Thursday, March 30, 2006

Martin Marty on "Resisting Theocracy"

Martin Marty, America's premier church historian, has published an essay entitled "Resisting 'Theocracy.'"  In it he gives very brief reviews of Rabbi James Rudin's Baptizing America and Kevin Phillips' American Theocracy.

Marty thinks the word "theocracy" invokes an extreme and "often demonic" aura of "the other."  Yet he notes that some of those so labeled "might savor and favor" the designation.

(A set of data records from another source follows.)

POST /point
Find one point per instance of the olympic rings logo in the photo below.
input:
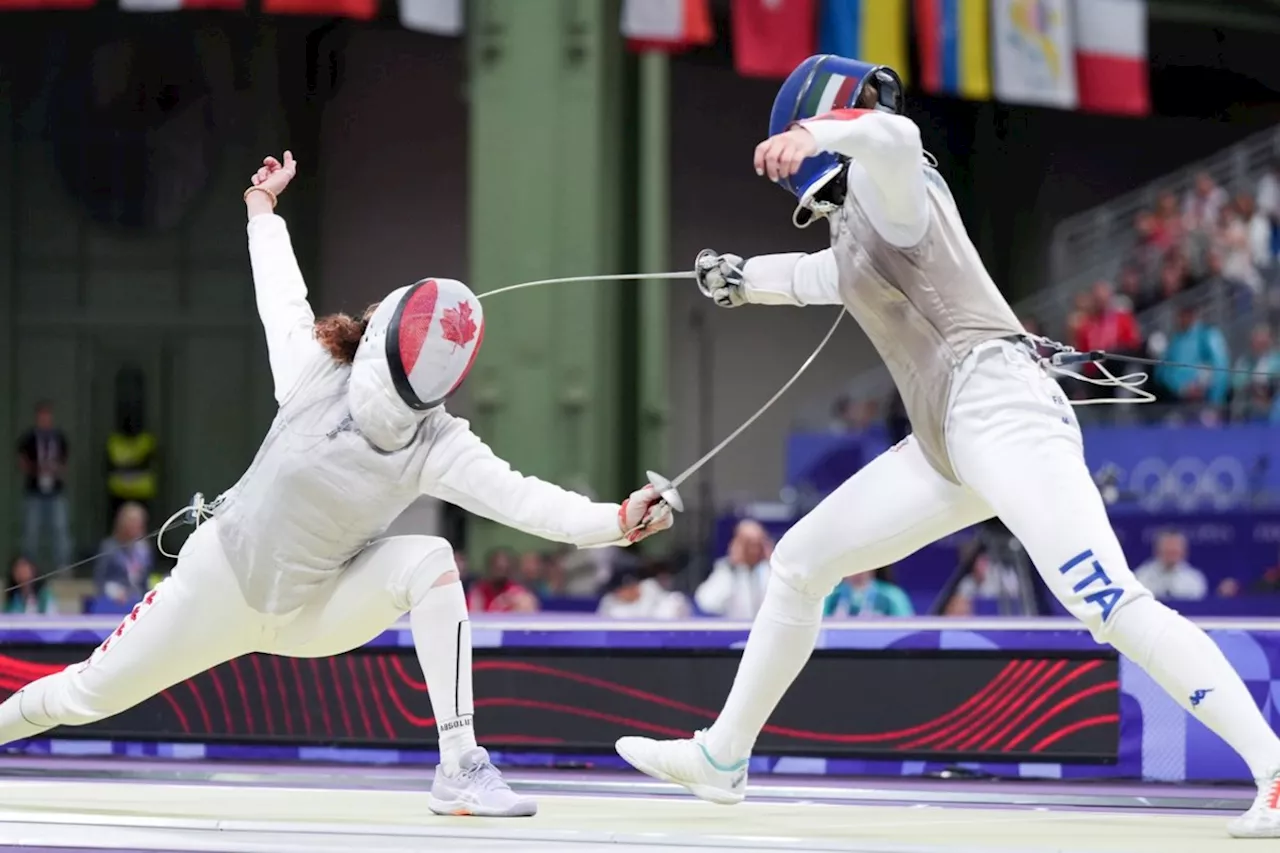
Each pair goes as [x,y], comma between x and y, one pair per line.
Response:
[1189,483]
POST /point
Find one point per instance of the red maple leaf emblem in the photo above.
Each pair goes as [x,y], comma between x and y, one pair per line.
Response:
[457,324]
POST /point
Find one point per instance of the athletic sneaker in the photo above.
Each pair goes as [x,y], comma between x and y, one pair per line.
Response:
[476,788]
[1264,819]
[689,763]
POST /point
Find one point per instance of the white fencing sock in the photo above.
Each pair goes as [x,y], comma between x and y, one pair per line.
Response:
[442,635]
[1192,669]
[781,642]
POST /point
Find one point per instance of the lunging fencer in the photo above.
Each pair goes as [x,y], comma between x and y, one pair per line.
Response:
[291,561]
[993,433]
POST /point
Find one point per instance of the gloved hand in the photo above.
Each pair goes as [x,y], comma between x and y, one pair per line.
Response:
[720,277]
[644,514]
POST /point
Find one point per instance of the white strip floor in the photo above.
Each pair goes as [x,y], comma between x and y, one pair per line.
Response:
[132,816]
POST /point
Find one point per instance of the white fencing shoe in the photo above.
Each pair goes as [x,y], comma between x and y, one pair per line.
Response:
[1262,820]
[476,788]
[689,763]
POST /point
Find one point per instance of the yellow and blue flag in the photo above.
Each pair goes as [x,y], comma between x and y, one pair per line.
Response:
[955,46]
[873,31]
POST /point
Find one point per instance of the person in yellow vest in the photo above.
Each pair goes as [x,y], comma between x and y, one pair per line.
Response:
[131,465]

It's hard to discern whether Marty is either agreeing or disagreeing with Rudin and Phillips.  Here's a quote from Marty's essay:


Advice to myself, after reading Phillips's counsel: 1) Don't assign to people a label and a position they don't exactly hold; 2) Don't lump all people called "conservative" or "born again" into the mix of the theocracy-minded; 3) Don't label anyone "theocrat" who does not bear most of the marks of the theocrat; 4) Thus remember that, for people of faith on left or right, to try to influence foreign or domestic policy is not by itself a mark of theocracy--not by any means; 5) Do urge fellow citizens to be Madisonian (Federalist Papers X and LI), to work for the republic, against favor or privilege or establishment for particular religions (e.g., "Christianity" or "the biblical worldview"); 6) If you must blame, blame fairly, including the Republicans-not-on-the-right or Democrats-wherever-they-are for leaving a moral vacuum that exploiters can invade and exploit; 7) Make the point that theocracies have always corrupted communities of faith that favor them, noting that such polities are bad for religion; 8) Read and profit from Rudin and especially Phillips as they make their cases; 9) Be ready to link up with others, to see if at this late date the republic can be invigorated and survive; 10) Arrange with people you can trust to help you live with new strategies and old hopes, as you try to find a means of sleeping peacefully after you've read this unsettling script--and then awaken, for thought and action.

The only thing that Marty's essay makes clear is that the word "theocracy," makes him uncomfortable.

A lot of people have begun using the word "Dominionism" to describe the theology that undergirds the modern thrust toward theocracy in America.  I don't think it carries the connotations that make people like Martin Marty ill-at-ease.